When a program calls malloc(1024), what actually happens? The answer involves multiple layers of software, each optimizing for different goals:

flowchart TD
    A["malloc(1024)"] --> B

    subgraph B["glibc (ptmalloc2)"]
        B1["Check thread-local free lists"]
        B2["Try arena allocation"]
        B3["Maybe call brk() or mmap()"]
    end

    B -->|"only if needed"| C

    subgraph C["Kernel: System Call"]
        C1["brk(): extend heap"]
        C2["mmap(): create new mapping"]
    end

    C --> D

    subgraph D["Kernel: VMA Creation"]
        D1["Create/extend vm_area_struct"]
        D2["No physical memory yet!"]
    end

    D -->|"later, on first access"| E

    subgraph E["Kernel: Page Fault"]
        E1["Process touches the memory"]
        E2["Trap into kernel"]
        E3["Allocate physical page"]
        E4["Update page tables"]
    end

    E --> F

    subgraph F["Physical Memory"]
        F1["Page from buddy allocator"]
        F2["Mapped into process address space"]
    end

The key insight: malloc doesn't allocate physical memory. It reserves virtual address space. Physical pages are allocated later, on first access, through demand paging.

Stage 1: Userspace (glibc)

The allocator's job

malloc() is a library function, not a system call. glibc implements it using ptmalloc (derived from dlmalloc). The allocator has one goal: satisfy memory requests without calling into the kernel more than necessary.
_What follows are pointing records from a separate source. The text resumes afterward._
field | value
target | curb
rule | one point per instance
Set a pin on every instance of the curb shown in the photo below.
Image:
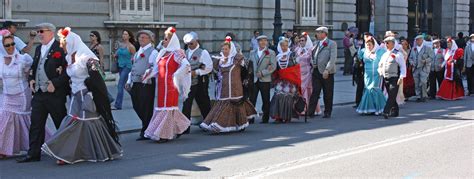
(138, 130)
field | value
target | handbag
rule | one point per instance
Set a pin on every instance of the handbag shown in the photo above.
(114, 66)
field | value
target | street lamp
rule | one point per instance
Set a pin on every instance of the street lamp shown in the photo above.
(277, 22)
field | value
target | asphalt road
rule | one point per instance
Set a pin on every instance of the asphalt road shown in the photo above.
(429, 140)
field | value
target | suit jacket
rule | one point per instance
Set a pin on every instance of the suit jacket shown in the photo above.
(468, 55)
(325, 55)
(422, 60)
(260, 65)
(54, 59)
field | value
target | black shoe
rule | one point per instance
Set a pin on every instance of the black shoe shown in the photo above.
(142, 138)
(251, 121)
(187, 131)
(162, 141)
(28, 159)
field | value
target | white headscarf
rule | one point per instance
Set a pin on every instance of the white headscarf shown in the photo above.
(367, 52)
(74, 44)
(232, 54)
(309, 43)
(452, 51)
(280, 51)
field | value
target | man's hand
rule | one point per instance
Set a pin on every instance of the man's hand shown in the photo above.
(51, 88)
(400, 81)
(326, 74)
(32, 85)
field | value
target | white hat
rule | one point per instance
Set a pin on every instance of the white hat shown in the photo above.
(147, 32)
(419, 37)
(390, 38)
(190, 37)
(47, 25)
(322, 29)
(262, 37)
(389, 33)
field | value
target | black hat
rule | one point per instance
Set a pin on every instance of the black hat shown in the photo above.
(7, 24)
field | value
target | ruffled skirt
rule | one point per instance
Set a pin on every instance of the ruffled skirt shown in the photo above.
(167, 124)
(228, 116)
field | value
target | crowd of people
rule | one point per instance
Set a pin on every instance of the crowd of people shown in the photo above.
(387, 72)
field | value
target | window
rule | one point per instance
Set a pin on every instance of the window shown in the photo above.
(311, 12)
(136, 7)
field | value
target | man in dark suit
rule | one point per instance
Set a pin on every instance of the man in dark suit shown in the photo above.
(323, 65)
(50, 85)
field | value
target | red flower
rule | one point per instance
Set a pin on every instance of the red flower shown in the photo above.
(267, 52)
(57, 55)
(65, 31)
(325, 44)
(228, 39)
(172, 30)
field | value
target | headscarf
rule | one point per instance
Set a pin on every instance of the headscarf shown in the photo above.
(367, 52)
(280, 51)
(232, 54)
(95, 83)
(74, 44)
(3, 33)
(452, 51)
(309, 43)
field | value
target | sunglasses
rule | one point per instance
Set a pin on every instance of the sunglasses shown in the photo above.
(9, 45)
(42, 31)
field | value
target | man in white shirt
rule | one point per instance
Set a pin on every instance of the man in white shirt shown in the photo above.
(254, 41)
(392, 68)
(201, 66)
(420, 59)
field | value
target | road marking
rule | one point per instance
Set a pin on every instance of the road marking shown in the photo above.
(316, 159)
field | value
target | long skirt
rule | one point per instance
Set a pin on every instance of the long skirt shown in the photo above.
(167, 124)
(83, 138)
(15, 123)
(229, 116)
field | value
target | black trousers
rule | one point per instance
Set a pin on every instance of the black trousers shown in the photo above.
(327, 85)
(470, 79)
(391, 84)
(44, 104)
(348, 61)
(201, 94)
(264, 89)
(143, 100)
(433, 78)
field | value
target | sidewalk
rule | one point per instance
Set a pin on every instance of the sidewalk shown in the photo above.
(128, 121)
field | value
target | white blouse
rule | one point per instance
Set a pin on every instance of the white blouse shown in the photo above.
(78, 73)
(14, 75)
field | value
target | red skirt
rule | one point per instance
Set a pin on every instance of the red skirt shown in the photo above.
(409, 84)
(450, 90)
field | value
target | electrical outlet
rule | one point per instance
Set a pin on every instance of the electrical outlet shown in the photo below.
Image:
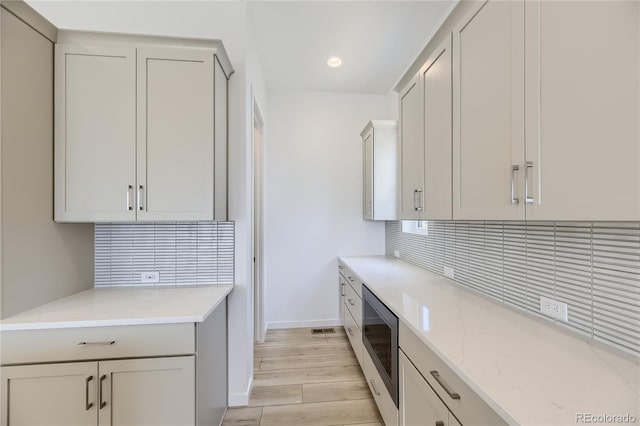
(554, 308)
(449, 272)
(150, 277)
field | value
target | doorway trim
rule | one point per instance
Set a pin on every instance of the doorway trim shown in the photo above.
(259, 326)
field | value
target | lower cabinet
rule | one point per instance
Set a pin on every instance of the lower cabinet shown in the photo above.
(154, 391)
(419, 404)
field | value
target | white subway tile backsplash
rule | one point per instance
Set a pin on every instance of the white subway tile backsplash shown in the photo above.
(183, 253)
(593, 267)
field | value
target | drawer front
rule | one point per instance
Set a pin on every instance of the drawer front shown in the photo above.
(354, 334)
(469, 408)
(385, 403)
(72, 344)
(354, 304)
(354, 281)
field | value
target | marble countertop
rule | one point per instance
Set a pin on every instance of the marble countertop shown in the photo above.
(529, 371)
(110, 306)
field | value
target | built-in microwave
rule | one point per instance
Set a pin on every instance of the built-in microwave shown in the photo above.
(380, 337)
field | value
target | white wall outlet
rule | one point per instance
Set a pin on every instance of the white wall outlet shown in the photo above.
(449, 272)
(150, 277)
(554, 308)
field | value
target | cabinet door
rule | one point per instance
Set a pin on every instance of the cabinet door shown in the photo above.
(488, 101)
(367, 164)
(175, 134)
(583, 110)
(50, 394)
(153, 392)
(419, 404)
(437, 89)
(95, 133)
(412, 152)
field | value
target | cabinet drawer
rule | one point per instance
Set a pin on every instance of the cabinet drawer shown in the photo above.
(469, 408)
(354, 304)
(386, 406)
(72, 344)
(354, 281)
(354, 334)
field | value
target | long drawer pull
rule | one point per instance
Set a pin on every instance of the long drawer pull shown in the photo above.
(373, 385)
(87, 404)
(445, 386)
(105, 343)
(102, 379)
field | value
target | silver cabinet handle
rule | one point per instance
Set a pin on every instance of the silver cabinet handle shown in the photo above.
(528, 165)
(102, 379)
(140, 189)
(105, 343)
(373, 385)
(417, 200)
(129, 206)
(87, 404)
(514, 169)
(445, 386)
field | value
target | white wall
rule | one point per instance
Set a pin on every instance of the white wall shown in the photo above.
(248, 83)
(313, 200)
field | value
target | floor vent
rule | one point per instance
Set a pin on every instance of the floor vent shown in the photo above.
(323, 330)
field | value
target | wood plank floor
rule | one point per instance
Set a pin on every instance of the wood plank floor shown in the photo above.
(302, 379)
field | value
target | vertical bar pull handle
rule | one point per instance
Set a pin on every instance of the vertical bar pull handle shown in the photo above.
(129, 206)
(140, 196)
(528, 165)
(102, 403)
(87, 404)
(418, 204)
(514, 169)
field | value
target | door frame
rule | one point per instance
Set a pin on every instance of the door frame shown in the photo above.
(257, 197)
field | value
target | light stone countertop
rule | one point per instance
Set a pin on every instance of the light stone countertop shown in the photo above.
(109, 306)
(529, 371)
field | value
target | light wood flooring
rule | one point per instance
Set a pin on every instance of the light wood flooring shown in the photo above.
(300, 379)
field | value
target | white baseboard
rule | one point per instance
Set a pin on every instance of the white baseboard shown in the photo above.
(300, 324)
(241, 399)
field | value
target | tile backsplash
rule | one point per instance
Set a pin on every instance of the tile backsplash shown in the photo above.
(593, 267)
(183, 253)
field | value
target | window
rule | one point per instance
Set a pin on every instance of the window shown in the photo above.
(415, 227)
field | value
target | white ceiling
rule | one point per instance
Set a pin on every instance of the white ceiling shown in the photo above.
(377, 40)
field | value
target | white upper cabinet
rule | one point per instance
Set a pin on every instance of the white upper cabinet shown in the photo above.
(141, 129)
(411, 200)
(583, 110)
(175, 134)
(380, 170)
(488, 131)
(436, 86)
(95, 133)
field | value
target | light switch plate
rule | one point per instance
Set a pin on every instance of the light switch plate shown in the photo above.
(554, 308)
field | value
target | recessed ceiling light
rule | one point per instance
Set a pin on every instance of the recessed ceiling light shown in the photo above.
(334, 62)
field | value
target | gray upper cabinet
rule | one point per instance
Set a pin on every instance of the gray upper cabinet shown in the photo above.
(380, 160)
(95, 133)
(488, 132)
(141, 129)
(411, 152)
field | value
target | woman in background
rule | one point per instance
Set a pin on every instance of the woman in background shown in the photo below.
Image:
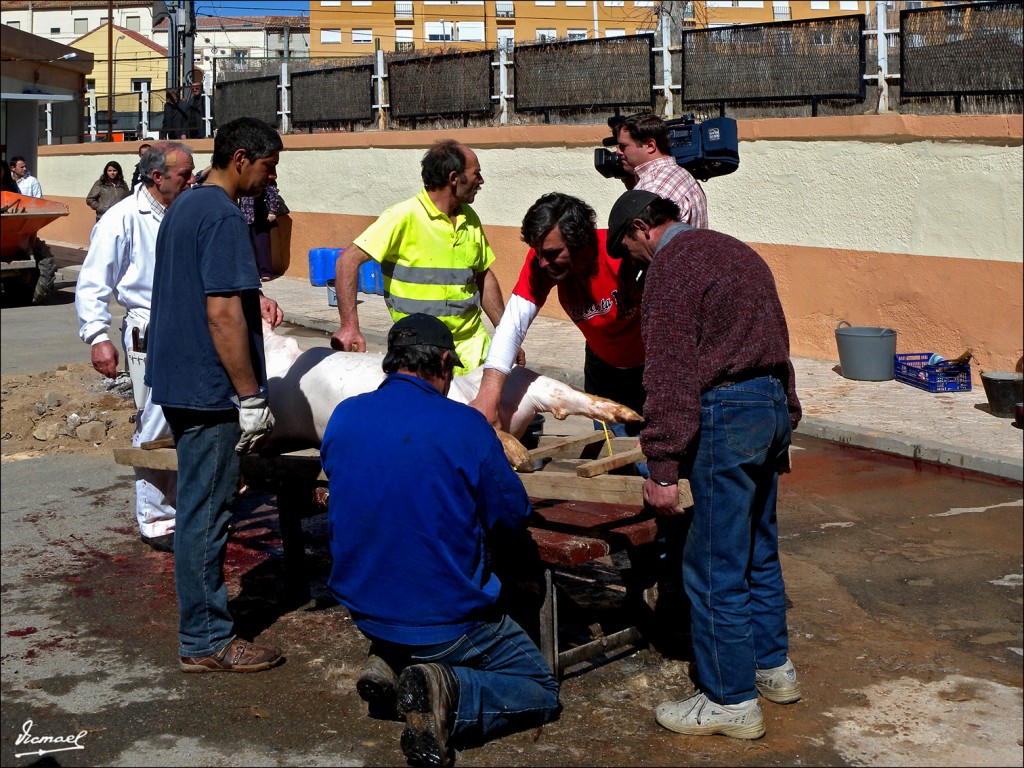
(261, 215)
(175, 117)
(110, 188)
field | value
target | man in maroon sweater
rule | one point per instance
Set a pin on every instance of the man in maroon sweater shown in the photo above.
(721, 406)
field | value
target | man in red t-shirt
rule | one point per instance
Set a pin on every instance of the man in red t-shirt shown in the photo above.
(599, 294)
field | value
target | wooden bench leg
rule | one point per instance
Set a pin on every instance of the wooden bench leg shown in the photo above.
(549, 623)
(293, 502)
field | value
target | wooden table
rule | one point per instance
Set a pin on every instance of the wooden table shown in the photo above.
(580, 517)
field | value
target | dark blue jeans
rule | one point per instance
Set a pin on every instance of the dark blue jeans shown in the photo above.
(505, 684)
(731, 569)
(208, 481)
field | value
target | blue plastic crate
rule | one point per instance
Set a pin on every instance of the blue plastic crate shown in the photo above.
(371, 280)
(912, 369)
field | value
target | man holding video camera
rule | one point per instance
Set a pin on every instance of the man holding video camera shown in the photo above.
(643, 146)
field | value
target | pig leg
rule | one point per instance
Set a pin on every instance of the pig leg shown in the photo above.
(527, 393)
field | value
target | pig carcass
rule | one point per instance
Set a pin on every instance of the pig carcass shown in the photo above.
(305, 387)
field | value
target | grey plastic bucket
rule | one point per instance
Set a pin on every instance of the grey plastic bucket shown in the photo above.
(866, 353)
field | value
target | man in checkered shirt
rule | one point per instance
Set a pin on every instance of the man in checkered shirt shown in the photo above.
(643, 144)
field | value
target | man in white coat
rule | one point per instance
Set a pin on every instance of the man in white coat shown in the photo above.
(120, 264)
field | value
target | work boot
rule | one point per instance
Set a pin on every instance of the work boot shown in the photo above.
(428, 694)
(238, 655)
(698, 716)
(778, 684)
(378, 686)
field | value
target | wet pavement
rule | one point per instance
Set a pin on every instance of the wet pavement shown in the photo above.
(903, 581)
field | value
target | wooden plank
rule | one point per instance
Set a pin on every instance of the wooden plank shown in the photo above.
(608, 463)
(567, 549)
(565, 445)
(156, 459)
(154, 444)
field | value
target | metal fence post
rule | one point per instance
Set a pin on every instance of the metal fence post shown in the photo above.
(207, 104)
(92, 114)
(381, 118)
(882, 22)
(285, 107)
(666, 26)
(503, 85)
(144, 122)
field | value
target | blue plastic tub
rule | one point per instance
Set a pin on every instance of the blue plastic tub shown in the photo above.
(322, 264)
(371, 280)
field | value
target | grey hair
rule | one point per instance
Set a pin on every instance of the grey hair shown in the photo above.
(157, 158)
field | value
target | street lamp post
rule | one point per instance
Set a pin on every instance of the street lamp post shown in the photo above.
(114, 83)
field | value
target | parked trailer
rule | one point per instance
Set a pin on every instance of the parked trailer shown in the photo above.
(27, 265)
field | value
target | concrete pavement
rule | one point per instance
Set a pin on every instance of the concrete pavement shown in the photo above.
(953, 428)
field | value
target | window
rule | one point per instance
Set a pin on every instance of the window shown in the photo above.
(437, 32)
(469, 32)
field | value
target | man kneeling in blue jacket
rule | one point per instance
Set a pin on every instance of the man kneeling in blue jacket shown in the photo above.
(410, 554)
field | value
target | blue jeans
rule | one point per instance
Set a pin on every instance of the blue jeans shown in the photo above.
(208, 481)
(505, 684)
(731, 569)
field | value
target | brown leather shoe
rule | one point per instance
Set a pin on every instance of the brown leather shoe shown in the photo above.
(428, 694)
(238, 655)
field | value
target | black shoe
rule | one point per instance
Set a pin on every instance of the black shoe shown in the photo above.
(378, 686)
(428, 694)
(163, 543)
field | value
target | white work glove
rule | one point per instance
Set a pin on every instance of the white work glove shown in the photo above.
(255, 419)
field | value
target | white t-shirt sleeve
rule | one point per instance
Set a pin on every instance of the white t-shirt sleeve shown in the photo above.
(511, 332)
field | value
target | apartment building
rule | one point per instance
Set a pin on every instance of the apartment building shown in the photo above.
(239, 39)
(354, 28)
(67, 20)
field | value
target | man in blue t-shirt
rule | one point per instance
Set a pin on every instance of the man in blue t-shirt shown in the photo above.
(206, 369)
(411, 554)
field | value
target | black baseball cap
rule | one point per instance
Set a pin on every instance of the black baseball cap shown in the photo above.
(422, 329)
(630, 205)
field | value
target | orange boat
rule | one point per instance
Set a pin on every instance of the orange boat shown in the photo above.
(23, 217)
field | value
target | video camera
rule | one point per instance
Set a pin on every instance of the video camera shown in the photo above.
(706, 150)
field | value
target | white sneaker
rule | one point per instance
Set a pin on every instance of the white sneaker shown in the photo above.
(778, 684)
(698, 716)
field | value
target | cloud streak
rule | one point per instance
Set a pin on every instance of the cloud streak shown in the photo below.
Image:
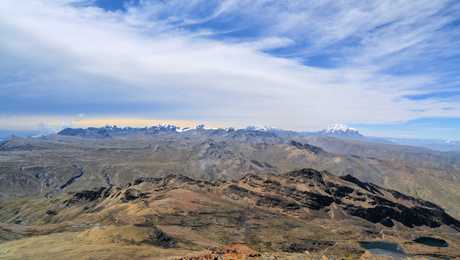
(153, 60)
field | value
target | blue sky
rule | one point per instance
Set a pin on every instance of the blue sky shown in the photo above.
(388, 68)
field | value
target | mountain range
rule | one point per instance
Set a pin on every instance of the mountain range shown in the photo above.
(122, 185)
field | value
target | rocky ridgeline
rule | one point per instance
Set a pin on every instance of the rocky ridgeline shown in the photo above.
(302, 193)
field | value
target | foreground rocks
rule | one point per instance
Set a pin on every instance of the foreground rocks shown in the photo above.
(302, 214)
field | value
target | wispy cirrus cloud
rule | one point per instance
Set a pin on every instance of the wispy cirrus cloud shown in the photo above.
(291, 64)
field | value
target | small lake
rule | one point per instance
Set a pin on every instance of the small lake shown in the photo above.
(431, 241)
(384, 248)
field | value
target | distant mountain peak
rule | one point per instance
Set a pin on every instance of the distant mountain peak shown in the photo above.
(341, 130)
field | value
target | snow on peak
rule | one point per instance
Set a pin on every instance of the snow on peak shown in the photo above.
(340, 128)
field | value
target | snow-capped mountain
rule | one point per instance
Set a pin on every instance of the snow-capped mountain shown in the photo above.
(340, 130)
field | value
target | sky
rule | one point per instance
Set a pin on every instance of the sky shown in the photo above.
(388, 67)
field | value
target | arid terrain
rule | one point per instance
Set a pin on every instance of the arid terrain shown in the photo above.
(297, 215)
(159, 193)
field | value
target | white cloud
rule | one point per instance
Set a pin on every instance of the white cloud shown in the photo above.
(84, 55)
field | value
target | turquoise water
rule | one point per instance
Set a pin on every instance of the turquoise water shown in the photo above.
(431, 241)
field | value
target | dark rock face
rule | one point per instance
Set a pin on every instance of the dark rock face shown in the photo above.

void *malloc(size_t size);

For each allocation, ptmalloc2 checks:

  1. Thread-local cache: Each thread has a tcache with small, recently-freed chunks. Fastest path - no locking.

  2. Fastbins: Per-arena lists of small freed chunks (up to ~160 bytes default). Quick LIFO access.

  3. Small/large bins: Sorted lists of freed chunks. Searched for best fit.

  4. Top chunk: The "wilderness" - unused space at the end of the heap. Can be carved up.

  5. System call: Only when all else fails does glibc ask the kernel for more memory.

When glibc calls the kernel

glibc uses two system calls to get memory from the kernel:

Method When Used Typical Threshold
brk() Small allocations, heap growth < 128KB (tunable via M_MMAP_THRESHOLD)
mmap() Large allocations >= 128KB

The threshold is adaptive - glibc adjusts it upward when large blocks are freed. You can override with mallopt(M_MMAP_THRESHOLD, bytes).

Why two methods?

  • brk() extends the heap contiguously. Simple, but freed memory can't return to the kernel until everything above it is also freed.
  • mmap() creates independent mappings. Can be returned to the kernel immediately with munmap(), but has more overhead.

See brk vs mmap for the full trade-off analysis.

Stage 2: Kernel entry

The brk() path

When glibc calls brk(), it's asking the kernel to move the program break - the end of the heap:

// Userspace (glibc)
void *new_mem = sbrk(4096);  // Wrapper around brk()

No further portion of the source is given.